My son has lifelong extreme anxiety stemming from social anxiety due to autism. He has difficulties with basic functions and we fear he may not be able to be a self-sufficient adult despite his superior intellect. The statistics for autism are grim too: high unemployment (77% autistic Canadian adults are unemployed) and homelessness. He needs professional psychological help for his poor self esteem, and help with social strategies. But an affirming therapist would completely ignore his life history and focus solely on encouraging him to medically transition as a solution to all his troubles. This is in fact what has happened. My concerns regarding autism, past trauma, and even the encounters with online pedophiles were dismissed out of hand by his affirming therapist. Bizarrely, none of it mattered according to her—and the pedophile incidents were framed as a manifestation of his suppressed inner trans.

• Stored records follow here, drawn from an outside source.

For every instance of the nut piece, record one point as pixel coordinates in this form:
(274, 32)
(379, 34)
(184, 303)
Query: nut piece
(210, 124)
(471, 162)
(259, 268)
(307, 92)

As all therapists are now obligated to affirm (which is to say, ask no questions) it is now difficult to find one that will help with the core issues. And since the affirming therapist has basically affirmed that he should transition, my son has no interest in talking to anyone else.

Please understand and appreciate that medically transitioning is not going to help my son feel any better about himself—he will still have social anxiety due to poor social skills. It is not outrageous to think that he might have started to wear dresses in order to finally feel praised and accepted somewhere after a lifetime of being on the outside. If you doubt me—when I asked him why he sent porn images of himself to pedophiles he said it was because they said nice things to him and it made him feel good. This is my son: someone who freely gives away intimate images of his body to get a compliment or falls in with Andrew Tate to belong to a group. It is not unreasonable to think that his current identification with trans also comes from wanting to belong.

Medical transitioning is not going to help him be functional in society or be a self-sufficient adult but is going to add lifelong health issues such as a compromised endocrine system and brain functioning, on top of his autism and other challenges. What distresses me further is that my advocating for my son is seen by some as being transphobic when at the very least, his complicated history should give room for concern and investigation instead of blind affirmation. Why haven’t the schools, medical system, and even society tried to understand, support, and accept autism as much as they do trans. There was no public money for interventions that could have helped with his social skills, but plenty to give him cross-sex hormones on demand. Where was all this support when my son got his autism diagnosis?